Students will use manipulative, such as pennies and clay to investigate the volume of cylinders, cones and spheres.

5 minutes

In the Do Now, students complete a chart with the area and circumference of circles with a given radius. After about 3 minutes, we go over the chart. This Do Now is based on concepts from the previous lesson and will be used during the activity to find the volume of cones and spheres.

8 minutes

We begin the Mini-Lesson by comparing a cylinder to a prism. In a previous lesson, students found the volume of a prism by multiplying the area of the base by the height. Students don't instantly recognize that a cylinder is a prism with a circular base, but when they do realize, they are able to find the volume. Then we discuss how **Cavalieri's Principle** applies to cylinders and demonstrate this idea using a stack of pennies (G.GMD.1).

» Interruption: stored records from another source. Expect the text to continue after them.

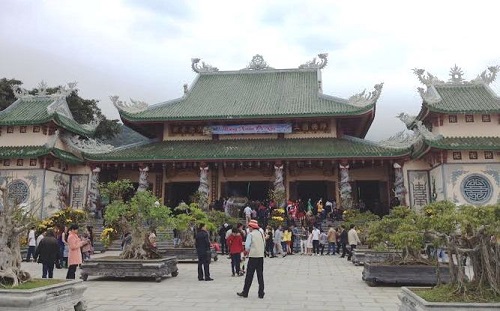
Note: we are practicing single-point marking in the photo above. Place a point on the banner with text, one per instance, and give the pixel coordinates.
(250, 129)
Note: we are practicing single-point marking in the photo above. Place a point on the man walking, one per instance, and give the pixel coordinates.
(353, 239)
(48, 254)
(254, 246)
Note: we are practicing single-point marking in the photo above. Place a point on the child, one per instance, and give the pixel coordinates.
(323, 241)
(235, 245)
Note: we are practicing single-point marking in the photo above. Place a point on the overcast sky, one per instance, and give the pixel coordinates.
(143, 49)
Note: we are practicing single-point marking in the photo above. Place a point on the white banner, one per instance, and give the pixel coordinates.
(249, 129)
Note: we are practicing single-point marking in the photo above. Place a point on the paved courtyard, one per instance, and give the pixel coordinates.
(292, 283)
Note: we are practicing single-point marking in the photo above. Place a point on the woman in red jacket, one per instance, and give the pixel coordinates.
(235, 245)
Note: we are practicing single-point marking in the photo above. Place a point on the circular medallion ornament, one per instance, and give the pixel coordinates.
(18, 191)
(476, 189)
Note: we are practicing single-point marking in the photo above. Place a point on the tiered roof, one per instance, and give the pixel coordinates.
(256, 92)
(40, 110)
(311, 148)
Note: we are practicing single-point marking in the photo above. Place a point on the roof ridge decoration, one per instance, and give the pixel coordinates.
(135, 106)
(364, 99)
(86, 145)
(257, 63)
(323, 61)
(22, 93)
(404, 140)
(92, 125)
(52, 140)
(486, 77)
(203, 68)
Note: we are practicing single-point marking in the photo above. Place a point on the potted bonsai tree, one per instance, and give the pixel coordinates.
(186, 220)
(18, 290)
(466, 233)
(135, 217)
(404, 229)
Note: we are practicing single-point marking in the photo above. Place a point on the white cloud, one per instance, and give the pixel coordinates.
(142, 49)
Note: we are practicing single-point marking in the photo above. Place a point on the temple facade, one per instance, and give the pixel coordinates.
(240, 134)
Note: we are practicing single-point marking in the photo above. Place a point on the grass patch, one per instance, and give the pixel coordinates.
(447, 293)
(36, 283)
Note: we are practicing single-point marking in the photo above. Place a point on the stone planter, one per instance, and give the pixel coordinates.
(418, 275)
(412, 302)
(67, 295)
(187, 254)
(362, 256)
(117, 267)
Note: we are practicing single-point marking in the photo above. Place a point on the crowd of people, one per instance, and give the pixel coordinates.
(60, 247)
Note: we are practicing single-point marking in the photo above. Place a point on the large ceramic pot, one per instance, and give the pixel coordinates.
(412, 302)
(364, 255)
(417, 275)
(112, 266)
(67, 295)
(187, 253)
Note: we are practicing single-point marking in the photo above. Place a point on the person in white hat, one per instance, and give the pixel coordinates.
(254, 247)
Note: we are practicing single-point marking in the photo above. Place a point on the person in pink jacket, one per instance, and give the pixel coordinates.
(75, 253)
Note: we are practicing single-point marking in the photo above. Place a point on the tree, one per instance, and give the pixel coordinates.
(472, 231)
(14, 222)
(136, 217)
(7, 96)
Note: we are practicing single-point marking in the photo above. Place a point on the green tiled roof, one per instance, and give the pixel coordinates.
(33, 111)
(250, 95)
(465, 98)
(26, 152)
(312, 148)
(466, 143)
(23, 152)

Next, we compare the volume of a cylinder to the volume of a cone with the same area of the base and height. Based on concepts from a previous lesson, students usually guess correctly that the volume of the cone is one third the volume of the cylinder. Students can use clay to model a cone and a cylinder to help them see the relationship (MP4).

To end the Mini-Lesson, I show the students the formula for finding the volume of a sphere. We discuss parts of the formula and how it relates to the area of a circle. In the activity, students will solve problems involving the volume of cylinders, cones and spheres using methods discuss in the Mini-Lesson.

25 minutes

5 minutes

At the end of the lesson, I give a quick quiz. I check to see if students know which formula to use, how to correctly use the formula, and which units to use. Many of the student I teach still have difficulty after this lesson and often require an extra explanation of why we use specific units of measurement.